Well that may depend on whether your'e cooking with it or drinking it alongside. Even then it is largely up to the end user. Of course this may be a bit more complicated with regard to contract type since the implications go far beyond your tastebuds. I suppose the best way to answer this question is to start with your options. FAR 16 "Contract Types" provides all of the contract types available and recommendations on when to (and in some cases when not to) use them. In the interest of brevity I will not list them all here. I will discuss the two main types that seem to be circulating most predominantly within agile discussions.

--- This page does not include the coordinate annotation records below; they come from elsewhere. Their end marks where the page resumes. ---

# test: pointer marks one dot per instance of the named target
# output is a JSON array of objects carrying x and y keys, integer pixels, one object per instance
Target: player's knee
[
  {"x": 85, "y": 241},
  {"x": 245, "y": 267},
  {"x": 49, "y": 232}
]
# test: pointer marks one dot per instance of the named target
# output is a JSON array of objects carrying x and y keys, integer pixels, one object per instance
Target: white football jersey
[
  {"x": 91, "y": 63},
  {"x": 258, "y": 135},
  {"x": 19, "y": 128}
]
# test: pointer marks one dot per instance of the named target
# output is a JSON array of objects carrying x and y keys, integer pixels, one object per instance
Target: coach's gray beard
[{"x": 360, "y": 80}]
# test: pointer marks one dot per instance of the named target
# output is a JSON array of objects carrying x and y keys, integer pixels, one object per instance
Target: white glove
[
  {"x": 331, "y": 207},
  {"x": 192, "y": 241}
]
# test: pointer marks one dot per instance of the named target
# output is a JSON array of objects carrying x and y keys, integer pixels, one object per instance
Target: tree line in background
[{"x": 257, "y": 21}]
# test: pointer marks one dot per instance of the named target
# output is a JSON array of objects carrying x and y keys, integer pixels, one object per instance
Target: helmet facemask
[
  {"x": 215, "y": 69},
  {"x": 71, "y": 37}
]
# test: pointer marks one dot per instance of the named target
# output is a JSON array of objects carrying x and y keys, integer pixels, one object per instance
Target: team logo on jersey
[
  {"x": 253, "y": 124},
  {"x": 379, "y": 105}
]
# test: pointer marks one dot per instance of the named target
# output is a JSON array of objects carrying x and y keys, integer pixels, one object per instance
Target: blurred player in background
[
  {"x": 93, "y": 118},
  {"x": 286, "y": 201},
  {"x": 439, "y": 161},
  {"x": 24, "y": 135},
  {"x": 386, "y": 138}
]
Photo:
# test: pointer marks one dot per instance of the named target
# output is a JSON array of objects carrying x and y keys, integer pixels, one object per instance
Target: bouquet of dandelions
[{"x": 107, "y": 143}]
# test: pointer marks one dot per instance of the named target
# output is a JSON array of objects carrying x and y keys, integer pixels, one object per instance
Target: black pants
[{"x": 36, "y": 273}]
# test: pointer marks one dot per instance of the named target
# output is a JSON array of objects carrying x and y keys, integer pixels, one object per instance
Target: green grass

Labor Hour or Firm Fixed Price?
Labor hour contracts (e.g., Time and Materials) requires the contractor to deliver their best effort for a specific number of hours typically with predefined labor categories. Firm Fixed Price (FFP) can either be a fixed price for a defined deliverable or service. For the sake of this conversation I will be focusing on the latter. So which is better? Well the answer really is, it depends. In my experience Labor Hour contracts are better when you already have an existing team (government or contractor) and you are looking to augment the existing skill-sets. In this case you assume the process is already defined and you can specify the unique skill-sets you need and for how long. But let's say you do not have an existing team, either you are standing up a new project or are rolling an existing waterfall program into an agile one. In this case you should leverage industry's expertise and not attempt to define the process, labor categories, or hours. Instead focus on your overarching objectives. I refer you to FAR 37.6 "Performance Based Service Acquisitions" (PBSA). Let the vendors bid their unique solutions to meet your objectives using a Performance Work Statement (PWS). Per FAR 39 "Acquisition of IT" use modular contracting or incremental builds for IT. In applying these concepts, under this scenario, I would recommend the use of a FFP based on a fixed price per iteration.
Allow the vendors to propose their process, their team, and their price to deliver a repeatable process resulting in functional code. This code will be based on User Stories at the start of each iteration, ensuring that each release (6-8 weeks) you are providing the end-user with useable code based on their priorities within the overarching scope/objectives.
So which is better, red or white, FP or T&M? The answer may simply be in how you intend to use it and which will provide the best experience to the end user...cheers!